STORY BY LISA ZAHNER (Week of December 22, 2022)

Vero Beach’s new “One Rate” utility plan, designed to put all of its water-sewer customers on the road to steeper rates in January, hasn’t even gone into effect yet and it’s attracting criticism from outside-the-city customers to the north and south.

On Tuesday, South Beach customer Doug DeMuth asked the County Commission to intervene on behalf of out-of-city residents whose homes have been stuck on Vero’s utility system without a valid franchise agreement for the past five years.

“The City of Vero Beach staff continues to post rate information without a detailed engineering design construction estimate for their new wastewater treatment plant in place. This puts the cart before the horse. They need to provide the public with an detailed project cost, its degree of accuracy and its impact on our future rates,” DeMuth said.

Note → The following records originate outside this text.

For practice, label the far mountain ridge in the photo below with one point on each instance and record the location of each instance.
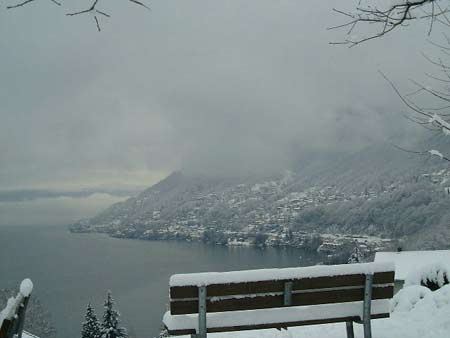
(348, 193)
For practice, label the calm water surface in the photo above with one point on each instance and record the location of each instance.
(70, 270)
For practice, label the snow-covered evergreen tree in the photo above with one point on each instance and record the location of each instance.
(110, 325)
(356, 256)
(91, 326)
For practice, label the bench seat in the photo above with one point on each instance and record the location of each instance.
(275, 318)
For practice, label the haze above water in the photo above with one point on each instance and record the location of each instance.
(70, 270)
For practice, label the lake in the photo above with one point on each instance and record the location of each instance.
(70, 270)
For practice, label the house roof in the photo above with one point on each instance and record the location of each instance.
(407, 261)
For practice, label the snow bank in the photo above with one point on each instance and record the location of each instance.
(438, 274)
(408, 261)
(209, 278)
(13, 303)
(26, 287)
(276, 315)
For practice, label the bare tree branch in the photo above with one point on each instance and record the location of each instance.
(396, 15)
(26, 2)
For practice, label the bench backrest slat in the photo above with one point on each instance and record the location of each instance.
(270, 301)
(270, 294)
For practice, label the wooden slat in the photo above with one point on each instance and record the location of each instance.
(179, 307)
(274, 325)
(216, 290)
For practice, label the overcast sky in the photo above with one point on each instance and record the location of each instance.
(204, 86)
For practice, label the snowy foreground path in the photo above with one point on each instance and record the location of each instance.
(416, 313)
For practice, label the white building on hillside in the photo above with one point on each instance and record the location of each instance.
(410, 261)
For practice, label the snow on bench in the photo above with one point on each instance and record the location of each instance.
(279, 298)
(13, 315)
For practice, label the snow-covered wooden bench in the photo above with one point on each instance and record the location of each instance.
(201, 303)
(12, 317)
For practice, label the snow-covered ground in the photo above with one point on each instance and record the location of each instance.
(416, 313)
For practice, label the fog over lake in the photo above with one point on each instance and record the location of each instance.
(70, 270)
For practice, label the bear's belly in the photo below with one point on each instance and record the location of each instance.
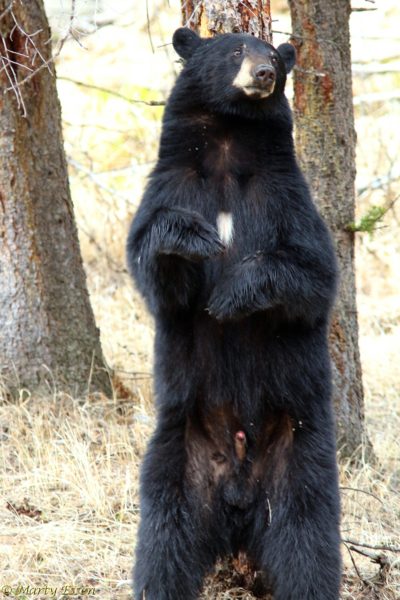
(233, 458)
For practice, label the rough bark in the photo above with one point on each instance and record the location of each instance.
(47, 328)
(325, 139)
(210, 17)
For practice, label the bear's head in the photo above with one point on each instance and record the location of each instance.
(233, 68)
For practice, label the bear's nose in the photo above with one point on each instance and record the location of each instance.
(264, 73)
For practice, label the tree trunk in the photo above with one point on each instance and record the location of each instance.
(47, 329)
(228, 16)
(325, 139)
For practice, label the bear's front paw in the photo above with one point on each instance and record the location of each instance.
(203, 241)
(242, 294)
(225, 303)
(189, 235)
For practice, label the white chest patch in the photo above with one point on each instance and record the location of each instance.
(225, 227)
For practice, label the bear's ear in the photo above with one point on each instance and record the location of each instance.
(288, 55)
(185, 42)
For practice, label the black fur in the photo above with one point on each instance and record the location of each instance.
(243, 456)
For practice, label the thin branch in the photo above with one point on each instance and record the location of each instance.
(7, 10)
(387, 548)
(355, 565)
(362, 492)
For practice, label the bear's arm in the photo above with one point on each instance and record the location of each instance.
(166, 247)
(300, 277)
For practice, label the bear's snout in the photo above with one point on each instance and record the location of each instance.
(264, 73)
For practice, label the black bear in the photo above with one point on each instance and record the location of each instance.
(239, 271)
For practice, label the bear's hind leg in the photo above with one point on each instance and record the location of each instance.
(173, 553)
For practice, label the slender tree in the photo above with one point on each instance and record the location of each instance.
(47, 328)
(325, 136)
(326, 149)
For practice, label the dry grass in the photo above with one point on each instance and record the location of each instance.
(69, 503)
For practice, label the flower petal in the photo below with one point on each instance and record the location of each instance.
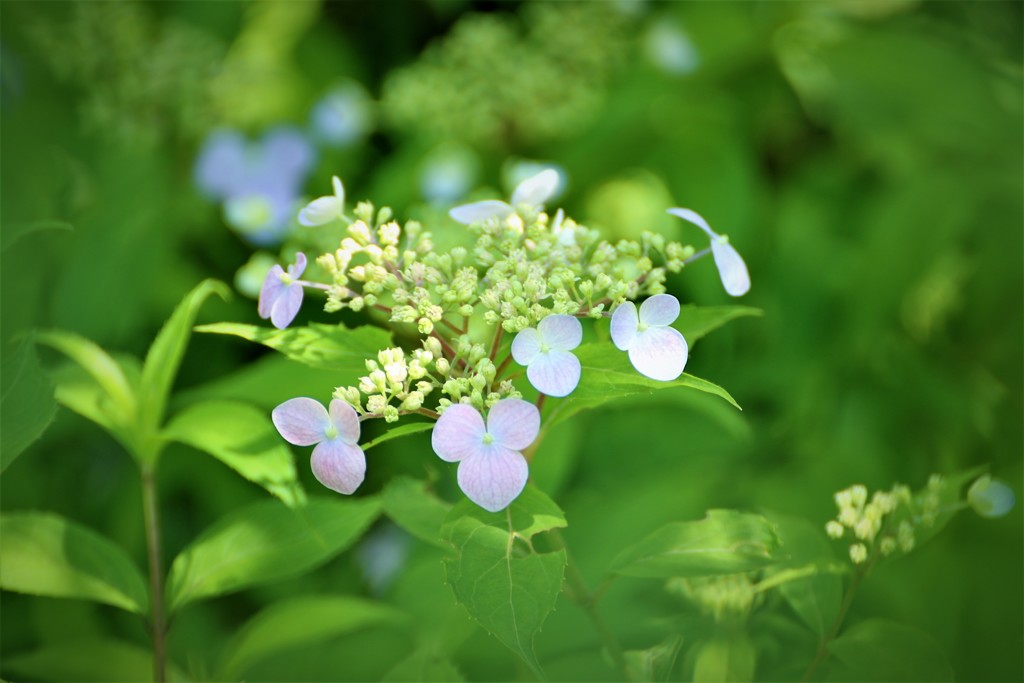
(459, 432)
(270, 291)
(339, 466)
(286, 306)
(525, 346)
(554, 373)
(467, 214)
(345, 420)
(301, 421)
(695, 218)
(514, 423)
(659, 353)
(624, 325)
(494, 477)
(562, 333)
(731, 268)
(659, 310)
(321, 211)
(536, 189)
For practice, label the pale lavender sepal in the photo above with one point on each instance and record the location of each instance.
(459, 433)
(536, 189)
(286, 306)
(525, 346)
(624, 325)
(494, 477)
(339, 466)
(658, 353)
(301, 421)
(555, 373)
(660, 310)
(345, 420)
(731, 268)
(478, 212)
(514, 423)
(562, 333)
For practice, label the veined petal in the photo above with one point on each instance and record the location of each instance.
(731, 268)
(659, 353)
(659, 310)
(339, 466)
(345, 420)
(525, 346)
(286, 306)
(514, 423)
(467, 214)
(459, 433)
(554, 373)
(494, 477)
(695, 218)
(321, 211)
(301, 421)
(624, 325)
(561, 333)
(536, 189)
(270, 291)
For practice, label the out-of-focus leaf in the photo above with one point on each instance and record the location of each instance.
(496, 573)
(265, 542)
(333, 347)
(101, 659)
(300, 622)
(696, 322)
(725, 658)
(724, 542)
(653, 664)
(881, 650)
(44, 554)
(412, 507)
(164, 356)
(244, 438)
(27, 404)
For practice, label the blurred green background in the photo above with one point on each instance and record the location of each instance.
(864, 157)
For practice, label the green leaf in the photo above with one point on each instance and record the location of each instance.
(397, 432)
(412, 507)
(653, 664)
(724, 542)
(332, 347)
(44, 554)
(607, 375)
(165, 354)
(245, 439)
(27, 404)
(299, 623)
(496, 573)
(696, 322)
(881, 650)
(92, 659)
(725, 658)
(265, 542)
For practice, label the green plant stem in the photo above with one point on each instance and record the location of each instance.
(158, 625)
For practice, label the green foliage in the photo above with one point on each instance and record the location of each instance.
(497, 573)
(265, 542)
(44, 554)
(724, 542)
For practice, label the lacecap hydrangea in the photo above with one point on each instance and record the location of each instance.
(495, 323)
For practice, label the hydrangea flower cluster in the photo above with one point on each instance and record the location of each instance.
(518, 292)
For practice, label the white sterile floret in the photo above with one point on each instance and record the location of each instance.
(325, 209)
(545, 351)
(530, 194)
(731, 267)
(655, 349)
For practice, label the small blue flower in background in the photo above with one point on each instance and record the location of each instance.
(259, 182)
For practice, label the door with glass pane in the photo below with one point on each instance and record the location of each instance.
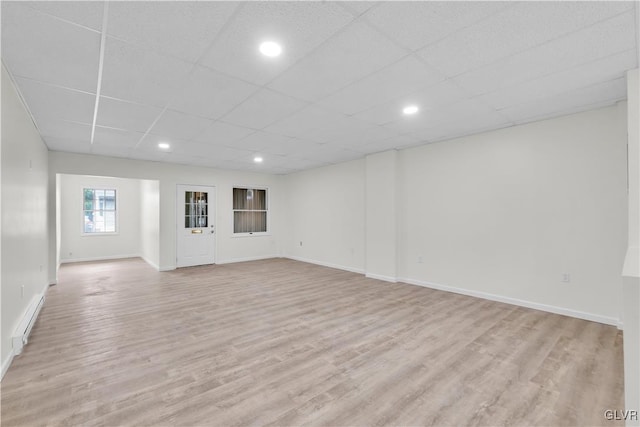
(196, 229)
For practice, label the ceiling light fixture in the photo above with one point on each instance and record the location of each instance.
(270, 49)
(410, 109)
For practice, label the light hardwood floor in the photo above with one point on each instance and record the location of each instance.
(280, 342)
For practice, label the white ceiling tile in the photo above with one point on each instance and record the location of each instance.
(211, 94)
(221, 133)
(414, 24)
(297, 163)
(597, 41)
(61, 129)
(470, 125)
(350, 130)
(262, 109)
(67, 145)
(140, 75)
(210, 151)
(256, 141)
(176, 125)
(358, 7)
(182, 29)
(149, 143)
(126, 115)
(349, 56)
(512, 30)
(40, 47)
(399, 79)
(268, 161)
(298, 26)
(432, 98)
(110, 150)
(48, 102)
(528, 60)
(116, 138)
(85, 13)
(304, 123)
(572, 101)
(608, 68)
(283, 145)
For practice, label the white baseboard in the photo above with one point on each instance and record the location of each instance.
(152, 264)
(514, 301)
(325, 264)
(381, 277)
(256, 258)
(101, 258)
(7, 361)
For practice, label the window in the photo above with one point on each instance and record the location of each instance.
(249, 210)
(99, 209)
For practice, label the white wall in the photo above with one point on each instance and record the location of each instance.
(150, 221)
(76, 246)
(508, 212)
(380, 218)
(24, 214)
(229, 248)
(501, 215)
(325, 210)
(631, 269)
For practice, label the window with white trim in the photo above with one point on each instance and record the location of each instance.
(99, 211)
(250, 209)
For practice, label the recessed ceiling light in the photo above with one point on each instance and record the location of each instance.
(410, 109)
(270, 49)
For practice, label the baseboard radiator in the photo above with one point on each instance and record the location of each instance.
(21, 334)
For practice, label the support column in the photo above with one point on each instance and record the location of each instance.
(631, 269)
(380, 244)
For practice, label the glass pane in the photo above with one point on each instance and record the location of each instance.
(110, 199)
(88, 222)
(88, 199)
(249, 222)
(196, 209)
(109, 221)
(98, 221)
(239, 198)
(260, 200)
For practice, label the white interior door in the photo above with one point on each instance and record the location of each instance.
(196, 229)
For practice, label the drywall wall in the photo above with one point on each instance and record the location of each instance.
(631, 269)
(325, 215)
(77, 246)
(380, 218)
(150, 221)
(24, 214)
(509, 212)
(229, 248)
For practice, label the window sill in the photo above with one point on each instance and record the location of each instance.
(99, 234)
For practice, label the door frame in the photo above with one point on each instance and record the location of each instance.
(212, 216)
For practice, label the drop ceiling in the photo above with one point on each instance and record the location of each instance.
(117, 78)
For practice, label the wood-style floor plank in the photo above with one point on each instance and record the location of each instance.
(280, 342)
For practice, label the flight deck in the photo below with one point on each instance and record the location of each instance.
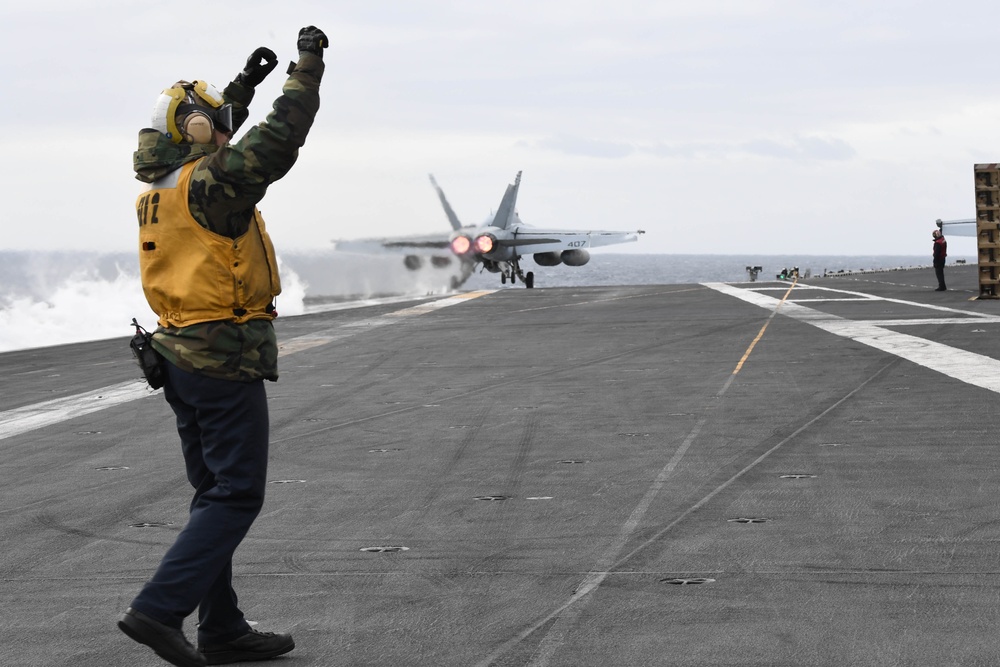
(760, 473)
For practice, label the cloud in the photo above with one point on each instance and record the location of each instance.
(586, 147)
(796, 148)
(799, 148)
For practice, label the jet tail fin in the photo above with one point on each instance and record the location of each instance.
(507, 211)
(452, 218)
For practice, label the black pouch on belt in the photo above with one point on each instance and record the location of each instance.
(149, 360)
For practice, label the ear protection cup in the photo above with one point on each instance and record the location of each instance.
(198, 128)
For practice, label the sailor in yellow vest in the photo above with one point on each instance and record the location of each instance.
(209, 272)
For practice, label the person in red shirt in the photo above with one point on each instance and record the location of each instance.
(940, 252)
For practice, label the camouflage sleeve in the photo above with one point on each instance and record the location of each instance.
(228, 184)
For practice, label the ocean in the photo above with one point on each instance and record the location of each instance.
(53, 298)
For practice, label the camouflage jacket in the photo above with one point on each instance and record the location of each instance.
(225, 187)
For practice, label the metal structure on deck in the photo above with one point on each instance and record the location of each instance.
(987, 178)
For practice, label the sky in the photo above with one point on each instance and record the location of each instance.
(717, 126)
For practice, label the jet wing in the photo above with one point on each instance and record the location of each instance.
(555, 240)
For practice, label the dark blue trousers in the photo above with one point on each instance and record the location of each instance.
(223, 427)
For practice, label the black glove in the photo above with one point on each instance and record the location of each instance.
(259, 65)
(313, 40)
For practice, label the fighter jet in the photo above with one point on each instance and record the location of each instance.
(501, 243)
(498, 244)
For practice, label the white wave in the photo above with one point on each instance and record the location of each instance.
(84, 306)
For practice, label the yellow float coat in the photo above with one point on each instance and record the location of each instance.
(192, 275)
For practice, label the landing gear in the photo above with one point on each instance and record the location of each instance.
(513, 272)
(527, 278)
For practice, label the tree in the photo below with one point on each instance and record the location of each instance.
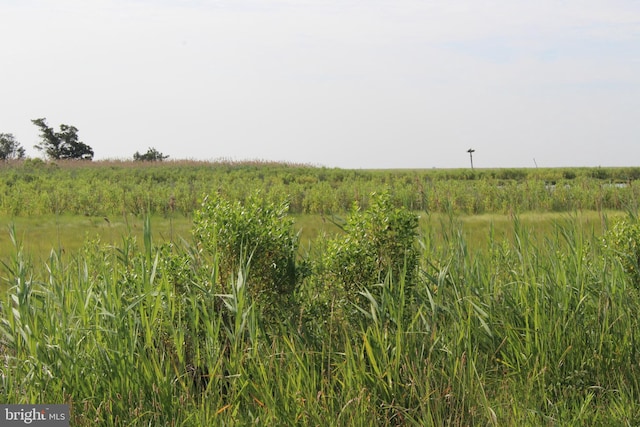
(152, 155)
(10, 148)
(63, 144)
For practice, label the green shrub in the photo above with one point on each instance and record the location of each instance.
(623, 241)
(377, 241)
(256, 231)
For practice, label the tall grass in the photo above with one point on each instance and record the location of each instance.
(527, 331)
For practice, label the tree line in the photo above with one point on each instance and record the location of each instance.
(61, 145)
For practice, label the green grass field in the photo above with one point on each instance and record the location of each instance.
(223, 317)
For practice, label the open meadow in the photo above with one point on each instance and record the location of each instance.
(191, 293)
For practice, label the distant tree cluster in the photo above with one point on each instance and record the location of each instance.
(152, 155)
(62, 145)
(10, 148)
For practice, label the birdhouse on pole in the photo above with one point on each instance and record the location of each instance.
(471, 151)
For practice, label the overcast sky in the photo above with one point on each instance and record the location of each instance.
(337, 83)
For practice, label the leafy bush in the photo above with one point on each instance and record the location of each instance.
(378, 241)
(257, 231)
(623, 241)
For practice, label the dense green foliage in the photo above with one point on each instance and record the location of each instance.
(62, 145)
(10, 148)
(152, 155)
(34, 187)
(230, 233)
(527, 331)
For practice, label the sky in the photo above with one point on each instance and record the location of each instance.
(335, 83)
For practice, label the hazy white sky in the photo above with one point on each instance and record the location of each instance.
(338, 83)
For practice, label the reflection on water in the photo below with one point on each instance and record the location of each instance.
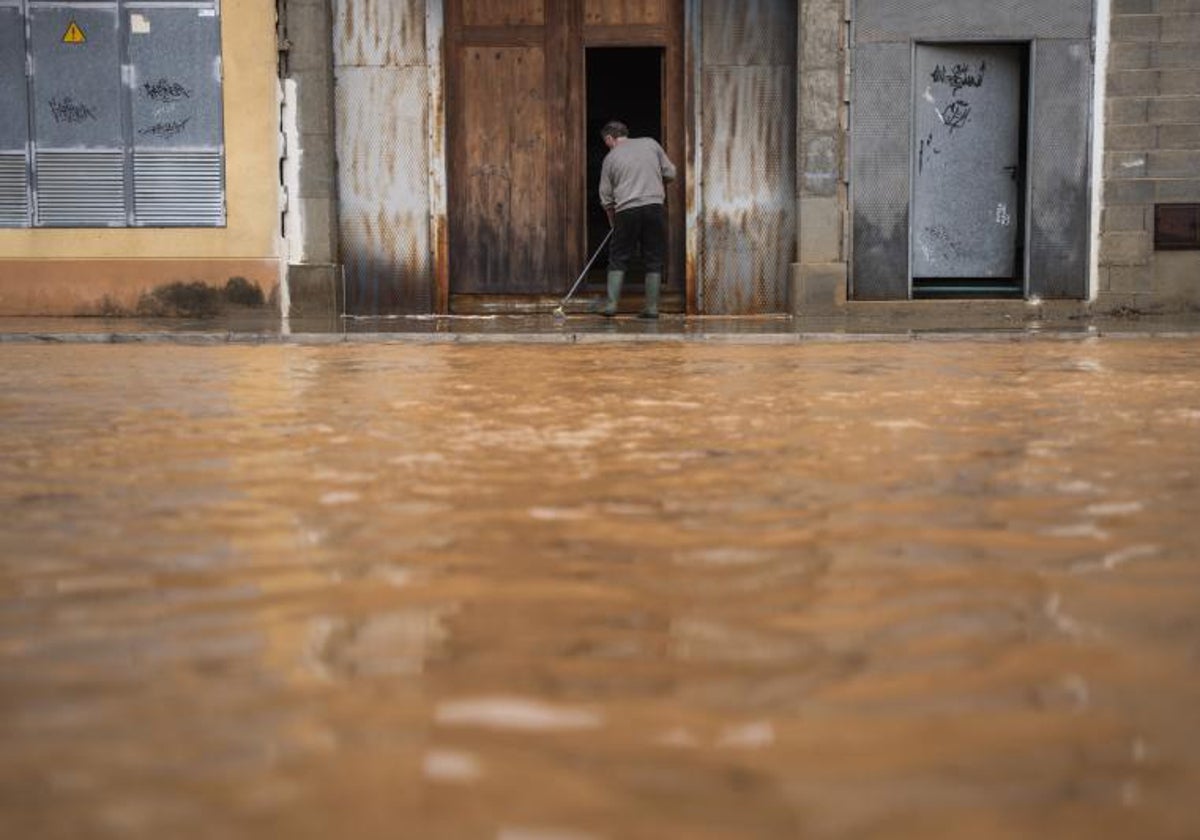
(533, 593)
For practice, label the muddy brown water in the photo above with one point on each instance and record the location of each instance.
(559, 593)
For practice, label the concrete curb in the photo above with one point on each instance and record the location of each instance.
(196, 339)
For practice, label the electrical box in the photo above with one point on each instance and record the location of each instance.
(112, 114)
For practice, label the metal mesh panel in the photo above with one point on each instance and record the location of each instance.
(881, 21)
(749, 189)
(749, 33)
(383, 190)
(378, 34)
(1059, 161)
(749, 163)
(880, 167)
(81, 189)
(13, 191)
(178, 189)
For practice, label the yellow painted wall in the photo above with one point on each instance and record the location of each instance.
(84, 270)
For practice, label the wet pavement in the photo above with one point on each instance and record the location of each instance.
(583, 589)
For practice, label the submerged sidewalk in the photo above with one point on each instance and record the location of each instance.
(905, 321)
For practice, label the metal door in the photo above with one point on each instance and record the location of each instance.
(967, 179)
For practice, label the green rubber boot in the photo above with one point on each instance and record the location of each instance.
(653, 288)
(615, 281)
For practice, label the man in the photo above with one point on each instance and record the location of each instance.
(631, 191)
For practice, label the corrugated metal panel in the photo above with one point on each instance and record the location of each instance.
(748, 132)
(178, 189)
(880, 166)
(81, 189)
(1059, 235)
(13, 191)
(881, 21)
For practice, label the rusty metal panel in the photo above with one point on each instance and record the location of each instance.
(624, 12)
(379, 33)
(383, 189)
(504, 12)
(743, 33)
(748, 168)
(894, 21)
(501, 222)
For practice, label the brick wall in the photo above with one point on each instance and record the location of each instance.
(1152, 151)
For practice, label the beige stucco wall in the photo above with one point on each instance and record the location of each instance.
(82, 271)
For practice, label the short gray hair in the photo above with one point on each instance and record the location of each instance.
(615, 129)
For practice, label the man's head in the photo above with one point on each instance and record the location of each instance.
(613, 132)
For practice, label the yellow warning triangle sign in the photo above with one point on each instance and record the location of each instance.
(73, 34)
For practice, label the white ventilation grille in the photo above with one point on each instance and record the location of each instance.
(177, 189)
(81, 189)
(13, 192)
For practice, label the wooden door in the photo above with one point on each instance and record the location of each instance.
(516, 123)
(507, 95)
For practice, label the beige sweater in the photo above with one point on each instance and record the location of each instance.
(633, 174)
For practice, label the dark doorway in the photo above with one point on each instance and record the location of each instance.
(623, 83)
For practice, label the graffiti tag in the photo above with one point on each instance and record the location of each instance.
(959, 76)
(166, 129)
(165, 90)
(955, 114)
(69, 111)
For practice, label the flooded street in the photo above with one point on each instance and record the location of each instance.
(891, 589)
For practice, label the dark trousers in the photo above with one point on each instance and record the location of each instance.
(643, 227)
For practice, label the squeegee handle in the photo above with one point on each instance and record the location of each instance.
(588, 267)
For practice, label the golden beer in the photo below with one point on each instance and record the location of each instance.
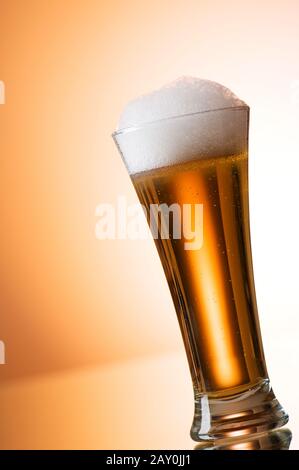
(201, 159)
(212, 287)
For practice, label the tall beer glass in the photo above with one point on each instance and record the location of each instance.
(212, 287)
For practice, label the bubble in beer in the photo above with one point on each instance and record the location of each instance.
(185, 120)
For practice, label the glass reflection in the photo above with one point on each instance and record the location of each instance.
(272, 440)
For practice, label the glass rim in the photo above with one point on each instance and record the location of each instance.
(125, 130)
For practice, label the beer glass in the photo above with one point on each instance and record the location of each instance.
(212, 287)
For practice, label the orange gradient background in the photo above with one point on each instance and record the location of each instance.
(70, 302)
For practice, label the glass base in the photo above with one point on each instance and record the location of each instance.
(253, 411)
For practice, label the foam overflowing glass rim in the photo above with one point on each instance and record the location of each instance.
(125, 130)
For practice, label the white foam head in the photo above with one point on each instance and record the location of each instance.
(149, 138)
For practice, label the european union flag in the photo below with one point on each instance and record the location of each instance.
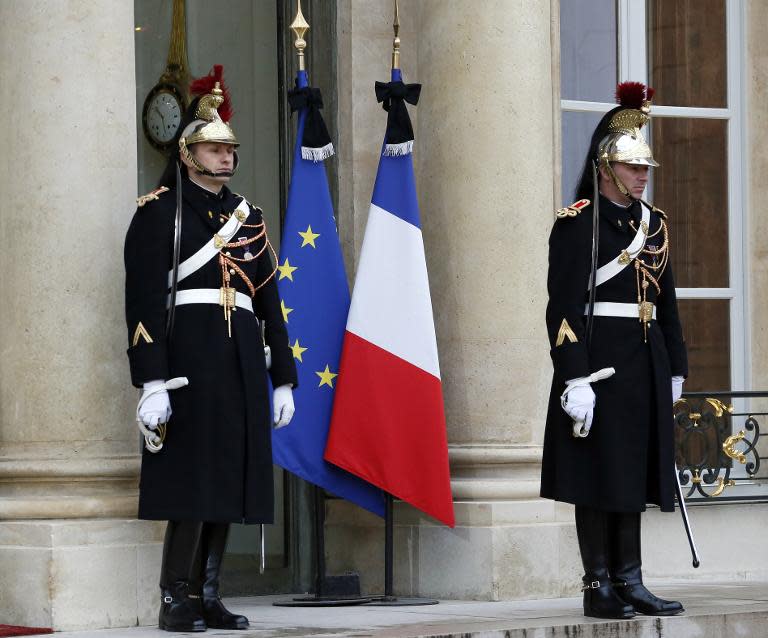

“I ask that the Board of County Commissioners to look into this situation and publicly inform county rate payers about what their future rates will become,” DeMuth said.

A large portion of the rate increase will be set aside to pay debt service on the new sewer plant slated to be built on Vero Beach Regional Airport land. Initial estimates say the plant will cost $82 million, plus about $74 million in financing costs, for a total of $156 million, to be paid over 30 years.

But the city has not received any actual bids on constructing the new plant. Utility staff is in the process of preparing a bid packet on the membrane equipment. The choice of membranes, Utility Director Rob Bolton said, will determine the design of the plant.

The rest of the added revenue will go toward operating costs. Those costs have been increasing due to inflation and government regulation, but the utility still returns a profit of more than $1 million annually which it transfers to Vero’s general fund. There’s been no serious discussion of ending those transfers, which Vero says are the fair rate of return for city taxpayers as owners of the utility. In fact, the 6 percent general fund transfers will increase as revenues rise.

Vero has been serving South Beach customers without a valid franchise agreement, so those customers’ rates are simply set by ordinance by the City Council.

The Town of Indian River Shores has a franchise agreement in force through October 2027 wherein Vero pledges to match Indian River County Utilities’ low rates for Shores customers. But Vero might impose the new rate hikes in January anyway – daring the Shores to sue them, again, for breach of contract.

The Vero council-approved water and sewer rates will be significantly higher than published county rates. Over the next three years, customers will see a cumulative increase of nearly 80 percent on their sewer bills under the One Rate plan.

“I suspect they are going to charge the One Rate to the Indian River Shores customers but it is not clear to us,” Shores Mayor Brian Foley said, noting that the council approved a provision not to increase town customers’ reuse irrigation water rates due to pending litigation over those rates. “Until we get a bill I don’t know.”

The town sued Vero over reuse irrigation water rates in 2019. Vero won a summary judgment but the Shores appealed Circuit Court Judge Janet Croom’s ruling and that appeal is pending.

The town’s lawyers sent Vero City Attorney John Turner a letter last week asking Turner to clarify the city’s intentions by this Friday. Turner is on vacation this week so it’s unclear if he’ll meet the deadline, but the city’s response will likely determine what happens next.

Vero City Manager Monte Falls has stated publicly numerous times that the new rates would be charged to all of Vero’s customers. The rate consultant’s financial modeling was built upon the premise that every Vero utility customer, including the 15 percent of customers in the Town of Indian River Shores, would pay the new rates.

It would be shocking for Vero Beach  to reverse course on that now.

When utility bills hit in January with the new rate hikes included, if Indian River Shores’ ratepayers’ bills include the new rates approved last week, the town will have no choice but to take some sort of legal action, sooner or later.